Taxes should be another consideration, Peters warns, as many foreign countries levy withholding taxes against dividends paid to foreign investors. And unlike U.S. dividend payments, which tend to be predictable quarterly payments in cash, dividend payment practices abroad are not always consistent. Annual payments are more likely the norm, especially in Europe. "If the firm's earnings drop, the dividend will drop," Peters says.

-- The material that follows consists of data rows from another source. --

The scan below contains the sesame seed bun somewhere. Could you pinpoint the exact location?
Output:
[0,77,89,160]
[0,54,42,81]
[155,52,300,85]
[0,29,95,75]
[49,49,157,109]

But not everyone favors the American method. "We don't necessarily like the U.S. approach to paying dividends," Ruff says. He notes that U.S. companies regularly set quarterly dividends, but if they get into a period of weakness where they have to lower that dividend, or the market anticipates them lowering that dividend, the downward price action in the stock can be extensive.

"With foreign companies the dividend policy is often expressed as a payout ratio or a proportion of earnings," Ruff says. "Thus a reduction in the dividend as a result of a mild decline in earnings does not create as much volatility in the stock's price."

Ruff notes that U.S. dividends have increased recently, but have not been restored to levels before the '08-'09 downturn.

And so rests the allure of foreign equities that pay fatter dividends. "Dividends have historically been a major component of total return for long-term investors," says Franklin Templeton's Lisa Myers. "In fact, dividend income and reinvestment of dividends have comprised nearly 70% of global equities' [returns] over the last four decades. So dividends have been very important for long-term investors, and while often overlooked during very strong periods of growth, we expect dividends always will be a substantial part of long-term market returns."